Fraternité Matin (Abidjan)
M. A. Djidjé
19 Novembre 2008
Abidjan — L'Association des professeurs de l'Institut national de formation des agents de la santé a organisé un point de presse, hier, pour formuler leurs préoccupations.
L'assemblée générale extraordinaire de l'Association des professeurs de l'Institut national de formation des agents de santé (Infas) (Api) veut subordonner la rentrée académique 2008-2009, à la reconnaissance de l'Infas comme Grande Ecole à l'instar de ses homologues ; à la reconnaissance de la qualité d'enseignants de l'enseignement supérieur technique et professionnel aux enseignants de l'Infas.

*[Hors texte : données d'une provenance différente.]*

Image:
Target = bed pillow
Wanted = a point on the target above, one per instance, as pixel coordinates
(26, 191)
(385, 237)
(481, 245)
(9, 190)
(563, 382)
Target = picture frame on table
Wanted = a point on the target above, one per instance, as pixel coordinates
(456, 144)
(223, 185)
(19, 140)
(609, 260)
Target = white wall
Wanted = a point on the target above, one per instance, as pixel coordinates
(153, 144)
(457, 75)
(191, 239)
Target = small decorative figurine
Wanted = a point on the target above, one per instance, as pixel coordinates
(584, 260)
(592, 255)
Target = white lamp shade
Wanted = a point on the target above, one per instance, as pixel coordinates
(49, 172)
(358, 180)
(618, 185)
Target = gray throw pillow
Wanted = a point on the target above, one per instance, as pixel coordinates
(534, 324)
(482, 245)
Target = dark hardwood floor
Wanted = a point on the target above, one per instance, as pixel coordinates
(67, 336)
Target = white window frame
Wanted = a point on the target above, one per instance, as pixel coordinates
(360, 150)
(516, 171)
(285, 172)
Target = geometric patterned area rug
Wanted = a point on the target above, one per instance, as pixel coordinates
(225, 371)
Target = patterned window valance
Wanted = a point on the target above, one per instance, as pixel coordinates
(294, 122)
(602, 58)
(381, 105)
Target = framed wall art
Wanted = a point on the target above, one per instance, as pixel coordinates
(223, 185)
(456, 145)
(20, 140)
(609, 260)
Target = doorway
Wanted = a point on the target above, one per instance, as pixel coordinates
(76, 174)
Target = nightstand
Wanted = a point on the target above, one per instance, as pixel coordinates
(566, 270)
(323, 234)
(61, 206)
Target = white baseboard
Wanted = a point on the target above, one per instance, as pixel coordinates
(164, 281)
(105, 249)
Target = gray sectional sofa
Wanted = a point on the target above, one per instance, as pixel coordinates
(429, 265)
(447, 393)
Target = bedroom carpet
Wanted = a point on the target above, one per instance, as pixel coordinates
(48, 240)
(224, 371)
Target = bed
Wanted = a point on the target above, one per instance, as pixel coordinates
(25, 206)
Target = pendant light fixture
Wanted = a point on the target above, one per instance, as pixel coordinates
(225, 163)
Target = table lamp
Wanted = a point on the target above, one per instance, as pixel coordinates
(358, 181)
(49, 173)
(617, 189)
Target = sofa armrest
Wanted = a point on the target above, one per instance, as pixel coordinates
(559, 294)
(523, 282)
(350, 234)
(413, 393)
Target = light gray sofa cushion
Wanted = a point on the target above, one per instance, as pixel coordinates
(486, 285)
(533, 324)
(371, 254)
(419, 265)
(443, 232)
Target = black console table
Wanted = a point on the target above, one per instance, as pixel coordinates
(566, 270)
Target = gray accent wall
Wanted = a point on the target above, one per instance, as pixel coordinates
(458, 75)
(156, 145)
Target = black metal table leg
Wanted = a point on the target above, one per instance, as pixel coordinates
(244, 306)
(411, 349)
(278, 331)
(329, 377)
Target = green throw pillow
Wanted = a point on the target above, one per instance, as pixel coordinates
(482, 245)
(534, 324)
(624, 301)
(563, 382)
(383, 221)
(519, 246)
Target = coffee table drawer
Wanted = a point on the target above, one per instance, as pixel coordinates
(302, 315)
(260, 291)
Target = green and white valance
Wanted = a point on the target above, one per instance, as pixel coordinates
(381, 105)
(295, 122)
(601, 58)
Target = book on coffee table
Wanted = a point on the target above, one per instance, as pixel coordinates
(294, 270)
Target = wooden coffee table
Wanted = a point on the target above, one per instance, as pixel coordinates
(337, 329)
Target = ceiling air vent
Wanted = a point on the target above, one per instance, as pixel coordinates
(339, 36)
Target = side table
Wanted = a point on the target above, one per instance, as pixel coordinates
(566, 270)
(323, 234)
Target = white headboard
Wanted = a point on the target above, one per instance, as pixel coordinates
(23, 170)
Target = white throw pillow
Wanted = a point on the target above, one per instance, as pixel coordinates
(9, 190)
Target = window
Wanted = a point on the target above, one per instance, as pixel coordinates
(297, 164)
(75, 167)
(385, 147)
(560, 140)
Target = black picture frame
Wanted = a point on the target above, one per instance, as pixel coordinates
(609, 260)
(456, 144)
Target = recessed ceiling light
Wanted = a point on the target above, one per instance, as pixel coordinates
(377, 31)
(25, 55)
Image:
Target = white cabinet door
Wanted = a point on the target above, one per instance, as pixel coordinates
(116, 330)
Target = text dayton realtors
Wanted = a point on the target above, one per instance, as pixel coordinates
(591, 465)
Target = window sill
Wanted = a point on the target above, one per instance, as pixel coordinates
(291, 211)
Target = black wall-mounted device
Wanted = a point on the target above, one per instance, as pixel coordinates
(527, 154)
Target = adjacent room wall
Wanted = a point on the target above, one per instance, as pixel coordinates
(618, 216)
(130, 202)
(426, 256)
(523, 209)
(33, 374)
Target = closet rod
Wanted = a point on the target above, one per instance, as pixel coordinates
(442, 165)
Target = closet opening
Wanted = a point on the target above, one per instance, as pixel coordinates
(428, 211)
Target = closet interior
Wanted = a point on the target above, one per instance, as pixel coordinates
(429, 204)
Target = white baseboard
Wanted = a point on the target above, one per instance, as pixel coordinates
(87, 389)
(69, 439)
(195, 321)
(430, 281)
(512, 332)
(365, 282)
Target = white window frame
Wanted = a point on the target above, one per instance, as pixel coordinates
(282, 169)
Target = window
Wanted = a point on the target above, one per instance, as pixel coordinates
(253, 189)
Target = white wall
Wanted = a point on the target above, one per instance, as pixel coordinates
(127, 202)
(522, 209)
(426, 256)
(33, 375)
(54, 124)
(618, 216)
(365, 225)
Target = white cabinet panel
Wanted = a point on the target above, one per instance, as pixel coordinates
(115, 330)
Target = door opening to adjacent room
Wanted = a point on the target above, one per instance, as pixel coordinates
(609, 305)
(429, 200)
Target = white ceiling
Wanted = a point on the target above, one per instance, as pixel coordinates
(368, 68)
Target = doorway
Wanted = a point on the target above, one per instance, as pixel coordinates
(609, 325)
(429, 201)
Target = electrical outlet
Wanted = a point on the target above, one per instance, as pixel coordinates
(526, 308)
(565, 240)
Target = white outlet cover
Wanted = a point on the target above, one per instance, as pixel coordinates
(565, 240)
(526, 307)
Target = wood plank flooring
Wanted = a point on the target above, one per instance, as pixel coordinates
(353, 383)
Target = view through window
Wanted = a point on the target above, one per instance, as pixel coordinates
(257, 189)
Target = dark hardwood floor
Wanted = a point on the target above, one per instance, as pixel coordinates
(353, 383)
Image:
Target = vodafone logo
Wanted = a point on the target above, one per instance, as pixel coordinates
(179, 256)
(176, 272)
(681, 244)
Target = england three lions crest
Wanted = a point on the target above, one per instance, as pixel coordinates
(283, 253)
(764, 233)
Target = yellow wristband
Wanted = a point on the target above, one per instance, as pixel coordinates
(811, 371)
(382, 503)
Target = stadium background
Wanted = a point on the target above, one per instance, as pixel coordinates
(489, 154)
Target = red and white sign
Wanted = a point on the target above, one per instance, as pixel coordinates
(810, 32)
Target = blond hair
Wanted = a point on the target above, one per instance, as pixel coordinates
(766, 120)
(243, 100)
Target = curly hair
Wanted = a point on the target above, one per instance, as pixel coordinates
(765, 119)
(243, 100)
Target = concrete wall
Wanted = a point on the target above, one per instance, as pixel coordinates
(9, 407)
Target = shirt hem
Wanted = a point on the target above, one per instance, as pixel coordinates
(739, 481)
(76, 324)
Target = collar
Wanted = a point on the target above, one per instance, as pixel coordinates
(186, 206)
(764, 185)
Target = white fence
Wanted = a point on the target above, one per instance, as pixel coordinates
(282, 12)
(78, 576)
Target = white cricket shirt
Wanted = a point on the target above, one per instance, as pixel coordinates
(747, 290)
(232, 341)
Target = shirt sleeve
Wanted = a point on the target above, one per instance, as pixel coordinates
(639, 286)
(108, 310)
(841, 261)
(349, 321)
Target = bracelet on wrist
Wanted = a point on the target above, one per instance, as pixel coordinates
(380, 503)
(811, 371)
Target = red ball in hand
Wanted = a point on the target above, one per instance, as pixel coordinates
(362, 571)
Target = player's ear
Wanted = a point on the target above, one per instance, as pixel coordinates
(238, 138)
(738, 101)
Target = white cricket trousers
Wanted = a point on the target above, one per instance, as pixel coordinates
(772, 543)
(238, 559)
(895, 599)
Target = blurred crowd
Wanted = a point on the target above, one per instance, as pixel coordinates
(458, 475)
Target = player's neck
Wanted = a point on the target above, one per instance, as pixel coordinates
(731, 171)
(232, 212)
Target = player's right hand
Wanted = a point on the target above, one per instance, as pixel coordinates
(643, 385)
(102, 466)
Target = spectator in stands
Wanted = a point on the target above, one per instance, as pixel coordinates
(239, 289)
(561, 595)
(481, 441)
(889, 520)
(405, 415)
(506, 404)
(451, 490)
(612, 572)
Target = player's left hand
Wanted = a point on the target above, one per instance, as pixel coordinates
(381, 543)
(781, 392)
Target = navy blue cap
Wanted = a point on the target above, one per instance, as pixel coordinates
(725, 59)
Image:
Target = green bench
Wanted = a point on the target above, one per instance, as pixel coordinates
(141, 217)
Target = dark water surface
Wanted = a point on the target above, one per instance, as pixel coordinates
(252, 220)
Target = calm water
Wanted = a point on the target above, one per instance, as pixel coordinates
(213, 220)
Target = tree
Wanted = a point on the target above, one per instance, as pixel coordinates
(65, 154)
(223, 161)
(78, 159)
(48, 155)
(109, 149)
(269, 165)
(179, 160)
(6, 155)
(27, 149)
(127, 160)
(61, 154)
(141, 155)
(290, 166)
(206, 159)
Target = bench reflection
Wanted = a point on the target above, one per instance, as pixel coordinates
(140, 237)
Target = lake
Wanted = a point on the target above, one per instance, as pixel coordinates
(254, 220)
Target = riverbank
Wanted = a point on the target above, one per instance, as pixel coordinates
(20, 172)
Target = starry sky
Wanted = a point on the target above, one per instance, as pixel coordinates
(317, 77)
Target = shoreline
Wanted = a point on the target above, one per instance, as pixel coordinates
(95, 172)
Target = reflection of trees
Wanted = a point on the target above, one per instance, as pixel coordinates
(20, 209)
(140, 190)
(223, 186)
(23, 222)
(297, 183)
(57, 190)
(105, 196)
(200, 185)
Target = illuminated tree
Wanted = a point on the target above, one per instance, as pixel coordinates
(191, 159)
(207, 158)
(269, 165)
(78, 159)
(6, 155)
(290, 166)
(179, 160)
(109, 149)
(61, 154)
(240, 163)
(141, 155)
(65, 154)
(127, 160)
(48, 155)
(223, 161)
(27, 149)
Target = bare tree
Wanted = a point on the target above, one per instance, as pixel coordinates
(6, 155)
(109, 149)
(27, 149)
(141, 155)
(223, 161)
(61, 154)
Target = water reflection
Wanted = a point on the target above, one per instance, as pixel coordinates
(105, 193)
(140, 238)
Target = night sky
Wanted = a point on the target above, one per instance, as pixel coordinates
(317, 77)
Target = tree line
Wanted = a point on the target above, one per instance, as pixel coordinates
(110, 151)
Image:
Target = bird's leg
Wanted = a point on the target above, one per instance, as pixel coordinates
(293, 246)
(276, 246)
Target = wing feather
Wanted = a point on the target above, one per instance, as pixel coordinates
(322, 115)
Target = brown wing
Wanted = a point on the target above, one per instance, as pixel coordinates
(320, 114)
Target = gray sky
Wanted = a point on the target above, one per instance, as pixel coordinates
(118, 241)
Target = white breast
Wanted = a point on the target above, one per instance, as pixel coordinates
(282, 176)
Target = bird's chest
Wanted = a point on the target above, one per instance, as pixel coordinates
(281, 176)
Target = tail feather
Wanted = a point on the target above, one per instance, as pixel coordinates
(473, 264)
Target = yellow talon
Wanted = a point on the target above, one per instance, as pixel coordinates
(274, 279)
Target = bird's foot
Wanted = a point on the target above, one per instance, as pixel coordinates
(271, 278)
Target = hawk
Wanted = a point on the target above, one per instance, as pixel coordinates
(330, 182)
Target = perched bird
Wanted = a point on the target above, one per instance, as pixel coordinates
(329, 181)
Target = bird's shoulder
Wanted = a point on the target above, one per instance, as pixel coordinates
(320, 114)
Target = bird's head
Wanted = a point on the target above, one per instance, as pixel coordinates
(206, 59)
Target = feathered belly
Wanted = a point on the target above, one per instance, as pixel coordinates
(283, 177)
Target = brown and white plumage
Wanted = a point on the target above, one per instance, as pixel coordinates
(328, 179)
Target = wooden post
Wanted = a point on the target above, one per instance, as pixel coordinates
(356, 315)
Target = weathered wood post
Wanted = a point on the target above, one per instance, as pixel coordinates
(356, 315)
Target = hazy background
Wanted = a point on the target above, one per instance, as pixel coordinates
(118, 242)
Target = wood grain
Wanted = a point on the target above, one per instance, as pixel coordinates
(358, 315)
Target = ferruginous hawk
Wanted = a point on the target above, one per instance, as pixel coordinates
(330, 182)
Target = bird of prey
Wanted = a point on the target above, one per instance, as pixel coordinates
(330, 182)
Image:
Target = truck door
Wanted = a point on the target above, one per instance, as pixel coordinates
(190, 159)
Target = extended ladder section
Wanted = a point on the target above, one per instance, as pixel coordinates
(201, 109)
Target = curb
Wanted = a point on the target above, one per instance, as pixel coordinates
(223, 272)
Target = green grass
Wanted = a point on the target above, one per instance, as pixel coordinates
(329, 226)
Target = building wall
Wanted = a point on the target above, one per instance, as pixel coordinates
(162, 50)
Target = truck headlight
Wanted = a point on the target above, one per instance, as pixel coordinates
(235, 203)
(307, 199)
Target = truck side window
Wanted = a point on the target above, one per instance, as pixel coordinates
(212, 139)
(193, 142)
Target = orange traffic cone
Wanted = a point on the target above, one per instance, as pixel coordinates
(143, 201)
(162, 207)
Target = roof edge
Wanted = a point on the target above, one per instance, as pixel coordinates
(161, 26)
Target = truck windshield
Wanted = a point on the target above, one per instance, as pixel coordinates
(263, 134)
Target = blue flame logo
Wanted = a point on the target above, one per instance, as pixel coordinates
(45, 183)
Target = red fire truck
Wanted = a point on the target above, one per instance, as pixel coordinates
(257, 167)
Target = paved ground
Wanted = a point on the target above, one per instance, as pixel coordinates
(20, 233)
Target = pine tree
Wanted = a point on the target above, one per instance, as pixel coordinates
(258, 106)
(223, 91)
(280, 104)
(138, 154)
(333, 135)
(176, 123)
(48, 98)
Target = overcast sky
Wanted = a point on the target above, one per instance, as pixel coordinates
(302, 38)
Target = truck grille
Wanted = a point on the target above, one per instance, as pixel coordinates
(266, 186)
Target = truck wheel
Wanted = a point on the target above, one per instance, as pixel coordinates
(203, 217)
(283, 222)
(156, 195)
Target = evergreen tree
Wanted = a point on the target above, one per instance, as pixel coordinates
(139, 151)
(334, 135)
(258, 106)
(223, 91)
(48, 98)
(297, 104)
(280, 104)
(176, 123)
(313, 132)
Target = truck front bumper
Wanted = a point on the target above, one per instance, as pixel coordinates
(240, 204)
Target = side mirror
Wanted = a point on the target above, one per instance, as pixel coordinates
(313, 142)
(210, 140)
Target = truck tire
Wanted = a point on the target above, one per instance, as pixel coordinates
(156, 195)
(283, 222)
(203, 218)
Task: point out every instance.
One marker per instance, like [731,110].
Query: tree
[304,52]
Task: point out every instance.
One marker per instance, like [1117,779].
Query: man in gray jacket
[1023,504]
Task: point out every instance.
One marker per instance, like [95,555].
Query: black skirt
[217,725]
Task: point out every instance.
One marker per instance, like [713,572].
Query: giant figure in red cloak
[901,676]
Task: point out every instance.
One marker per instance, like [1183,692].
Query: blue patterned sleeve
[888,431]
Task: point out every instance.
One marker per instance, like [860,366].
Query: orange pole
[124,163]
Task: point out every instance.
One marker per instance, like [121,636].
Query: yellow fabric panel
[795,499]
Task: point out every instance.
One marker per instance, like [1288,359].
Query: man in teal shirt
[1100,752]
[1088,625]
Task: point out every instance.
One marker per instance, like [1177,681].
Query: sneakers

Ainsi qu'au paiement intégral de tous les arriérés dus aux enseignants de cette école depuis l'année académique 2005-2006.
Les enseignants refusent, par ailleurs, depuis hier de se soumettre à l'autorité du Pr Sesse Daniel, qu'ils ne reconnaissent plus comme directeur dudit établissement.
Car malgré sa renommée de «grand qualiticien», ce dernier se base, selon eux, sur les rumeurs, la médisance la calomnie et la délation pour régler les comptes à tous ceux qui n'entrent pas dans son schéma.
La raison fondamentale que les enseignants évoquent pour justifier la révolte est que l'Infas, Institut de formation, de perfectionnement et de recherche n'a pas le statut qu'il lui faut.
Bien qu'il recrute ses étudiants au niveau Bac pour une formation de trois ans, à la formation initiale et un cycle de spécialité de deux ans aboutissant à un Dess ou à un diplôme d'ingénieur des techniques avec options.
Il n'a même pas le statut d'un lycée, encore moins celui de grande école. Et ses enseignants sont gérés comme des travailleurs ordinaires, sans aucun statut ni profil de carrière, déplorent-ils.